Black-Box Detection of Language Model Watermarks
- URL: http://arxiv.org/abs/2405.20777v2
- Date: Sat, 13 Jul 2024 15:47:35 GMT
- Title: Black-Box Detection of Language Model Watermarks
- Authors: Thibaud Gloaguen, Nikola Jovanović, Robin Staab, Martin Vechev,
- Abstract summary: We develop rigorous statistical tests to detect the presence of all three most popular watermarking scheme families using only a limited number of black-box queries.
Our findings indicate that current watermarking schemes are more detectable than previously believed, and that obscuring the fact that a watermark was deployed may not be a viable way for providers to protect against adversaries.
- Score: 1.9374282535132377
- License: http://creativecommons.org/licenses/by/4.0/
- Abstract: Watermarking has emerged as a promising way to detect LLM-generated text. To apply a watermark an LLM provider, given a secret key, augments generations with a signal that is later detectable by any party with the same key. Recent work has proposed three main families of watermarking schemes, two of which focus on the property of preserving the LLM distribution. This is motivated by it being a tractable proxy for maintaining LLM capabilities, but also by the idea that concealing a watermark deployment makes it harder for malicious actors to hide misuse by avoiding a certain LLM or attacking its watermark.
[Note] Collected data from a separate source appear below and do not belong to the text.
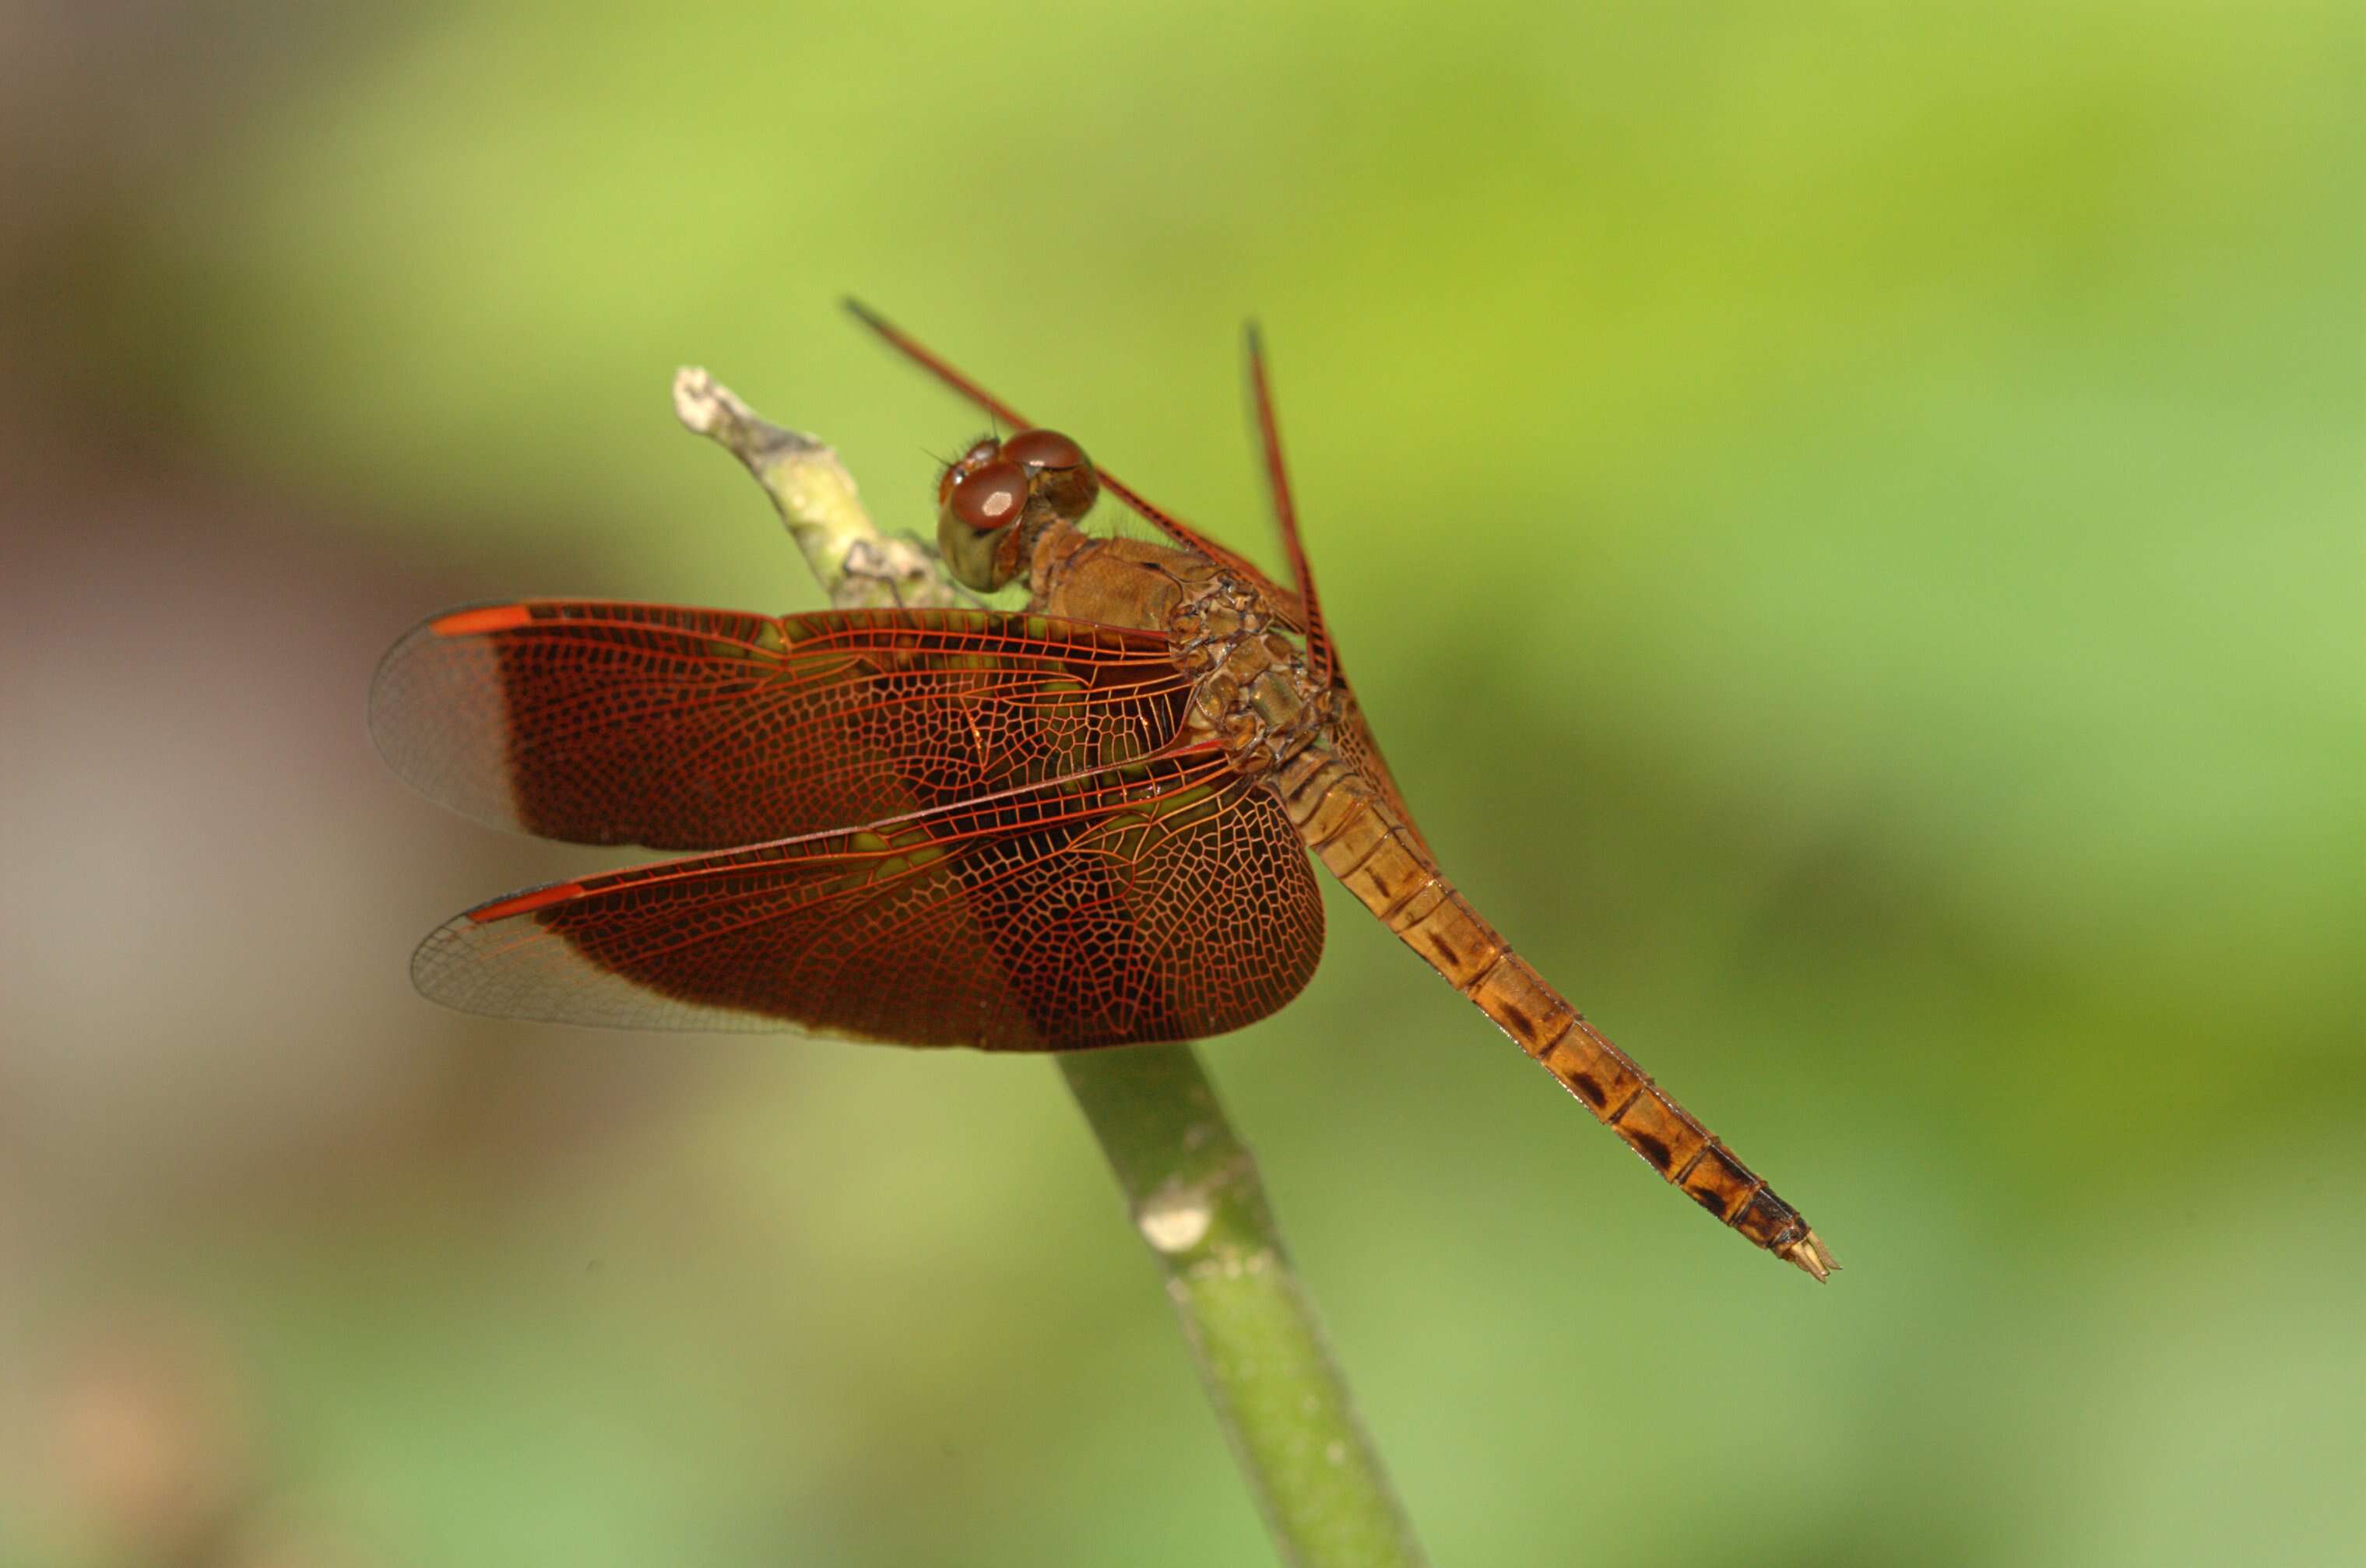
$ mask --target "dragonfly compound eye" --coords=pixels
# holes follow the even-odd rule
[[[1026,470],[1007,458],[956,475],[945,498],[945,510],[981,534],[1008,528],[1026,509]]]
[[[981,435],[963,448],[962,455],[945,465],[937,476],[937,504],[941,507],[953,498],[953,486],[977,472],[1001,454],[1002,443],[991,435]]]
[[[1056,430],[1020,431],[1002,444],[1001,460],[1026,470],[1043,512],[1071,523],[1090,512],[1101,493],[1085,449]]]
[[[1056,430],[1022,430],[1002,444],[1002,455],[1030,468],[1085,466],[1085,449]]]

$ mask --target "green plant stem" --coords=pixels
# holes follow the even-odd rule
[[[820,441],[767,423],[703,370],[675,378],[674,408],[748,466],[831,604],[959,602],[932,551],[880,534]],[[1217,1423],[1283,1561],[1418,1568],[1425,1560],[1413,1527],[1290,1267],[1256,1161],[1224,1119],[1199,1054],[1138,1045],[1058,1061],[1165,1272]]]
[[[1079,1051],[1061,1077],[1166,1271],[1217,1424],[1283,1560],[1423,1561],[1283,1250],[1256,1159],[1189,1045]]]

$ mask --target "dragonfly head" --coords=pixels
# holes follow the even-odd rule
[[[1056,430],[980,437],[937,480],[937,547],[963,586],[990,592],[1027,570],[1047,525],[1075,523],[1100,490],[1084,448]]]

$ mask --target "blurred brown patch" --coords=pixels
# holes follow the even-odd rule
[[[558,866],[370,748],[379,653],[469,586],[191,449],[192,383],[127,327],[141,204],[336,41],[221,9],[12,13],[0,50],[0,1514],[295,1568],[356,1559],[279,1500],[301,1456],[190,1279],[432,1219],[456,1166],[496,1201],[561,1180],[691,1058],[411,990],[436,920]],[[129,1304],[160,1267],[171,1310]]]

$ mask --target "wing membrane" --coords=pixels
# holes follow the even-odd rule
[[[1163,637],[1042,615],[531,600],[414,629],[370,723],[480,821],[712,850],[1146,756],[1189,696]]]
[[[1322,946],[1280,802],[1200,752],[495,900],[411,972],[512,1017],[1065,1050],[1240,1028]]]

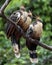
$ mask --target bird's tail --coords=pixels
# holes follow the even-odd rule
[[[32,63],[38,63],[38,58],[37,58],[36,51],[30,51],[29,54],[30,54],[30,61]]]
[[[16,58],[20,58],[20,49],[18,44],[13,44],[13,51]]]

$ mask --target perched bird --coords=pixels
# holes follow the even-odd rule
[[[10,18],[14,22],[16,22],[16,18],[13,17],[13,14],[10,16]],[[17,58],[19,58],[20,57],[20,37],[21,37],[21,34],[16,30],[15,26],[10,22],[6,23],[6,35],[7,35],[7,38],[11,38],[14,54]]]
[[[33,22],[29,26],[29,28],[27,30],[27,35],[29,37],[31,37],[32,39],[40,41],[42,31],[43,31],[42,20],[40,19],[39,16],[37,16],[35,19],[35,22]],[[35,42],[35,43],[37,43],[37,42]],[[35,43],[30,42],[29,40],[26,40],[26,46],[29,49],[30,61],[32,63],[38,62],[37,52],[36,52],[37,45]]]
[[[25,10],[25,7],[21,6],[20,10],[13,12],[10,18],[19,26],[19,28],[21,27],[24,30],[24,32],[26,32],[26,30],[28,29],[29,25],[32,22],[32,19],[31,19],[32,14],[30,13],[31,12],[27,12]],[[15,26],[10,22],[6,23],[6,35],[8,38],[11,38],[15,56],[19,58],[20,57],[20,38],[22,35],[16,30]]]

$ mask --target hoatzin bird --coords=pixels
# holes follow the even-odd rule
[[[20,7],[20,10],[13,12],[10,18],[19,25],[24,32],[28,29],[29,25],[31,24],[32,13],[27,12],[23,6]],[[20,28],[19,27],[19,28]],[[6,23],[6,34],[8,38],[11,38],[13,44],[13,50],[15,56],[17,58],[20,57],[20,37],[22,36],[15,28],[12,23]]]
[[[32,39],[40,41],[42,31],[43,31],[42,20],[40,19],[39,16],[36,16],[35,22],[33,22],[27,30],[27,35]],[[38,63],[37,52],[36,52],[37,45],[35,43],[26,40],[26,46],[29,49],[30,61],[32,63]]]

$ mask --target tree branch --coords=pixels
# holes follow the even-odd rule
[[[31,41],[31,42],[33,42],[33,43],[36,42],[35,44],[37,44],[37,45],[39,45],[39,46],[41,46],[41,47],[43,47],[43,48],[45,48],[45,49],[48,49],[48,50],[52,51],[52,46],[48,46],[48,45],[46,45],[45,43],[42,43],[42,42],[40,42],[40,41],[38,41],[38,40],[35,40],[35,39],[32,39],[32,38],[30,38],[28,35],[26,35],[26,34],[24,33],[24,31],[23,31],[22,28],[20,28],[20,30],[21,30],[21,34],[23,35],[23,37],[26,38],[27,40],[29,40],[29,41]],[[20,33],[20,31],[19,31],[19,33]]]
[[[6,0],[6,1],[5,1],[5,3],[2,5],[2,7],[1,7],[1,9],[0,9],[1,12],[4,12],[5,8],[7,7],[7,5],[9,4],[10,1],[11,1],[11,0]]]
[[[4,15],[4,10],[5,10],[5,8],[7,7],[7,5],[9,4],[9,2],[10,2],[11,0],[6,0],[5,1],[5,3],[3,4],[3,6],[1,7],[1,9],[0,9],[0,17],[2,17],[2,18],[4,18],[5,20],[6,20],[6,22],[7,21],[9,21],[9,22],[11,22],[15,27],[16,27],[16,30],[18,30],[18,25],[14,22],[14,21],[12,21],[9,17],[7,17],[6,15]],[[19,31],[19,33],[21,33],[22,35],[23,35],[23,37],[25,37],[26,39],[28,39],[29,41],[31,41],[31,42],[36,42],[36,44],[37,45],[39,45],[39,46],[41,46],[41,47],[43,47],[43,48],[45,48],[45,49],[47,49],[47,50],[50,50],[50,51],[52,51],[52,47],[51,46],[48,46],[48,45],[46,45],[46,44],[44,44],[44,43],[41,43],[41,42],[39,42],[38,40],[34,40],[34,39],[32,39],[32,38],[30,38],[29,36],[27,36],[25,33],[24,33],[24,31],[23,31],[23,29],[22,28],[20,28],[20,30],[21,30],[21,32]]]

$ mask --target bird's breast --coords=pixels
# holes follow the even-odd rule
[[[42,29],[42,23],[37,23],[33,27],[33,36],[34,37],[41,37],[42,31],[43,31],[43,29]]]

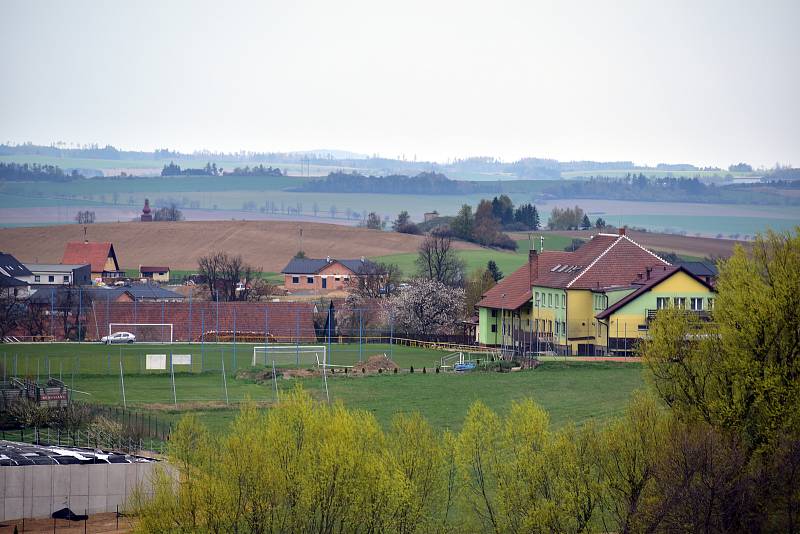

Yet, despite much discourse around detectability, no prior work has investigated if any of these scheme families are detectable in a realistic black-box setting. We tackle this for the first time, developing rigorous statistical tests to detect the presence of all three most popular watermarking scheme families using only a limited number of black-box queries. We experimentally confirm the effectiveness of our methods on a range of schemes and a diverse set of open-source models. Our findings indicate that current watermarking schemes are more detectable than previously believed, and that obscuring the fact that a watermark was deployed may not be a viable way for providers to protect against adversaries. We further apply our methods to test for watermark presence behind the most popular public APIs: GPT4, Claude 3, Gemini 1.0 Pro, finding no strong evidence of a watermark at this point in time.
Related papers
- Entropy-Guided Watermarking for LLMs: A Test-Time Framework for Robust and Traceable Text Generation [58.85645136534301]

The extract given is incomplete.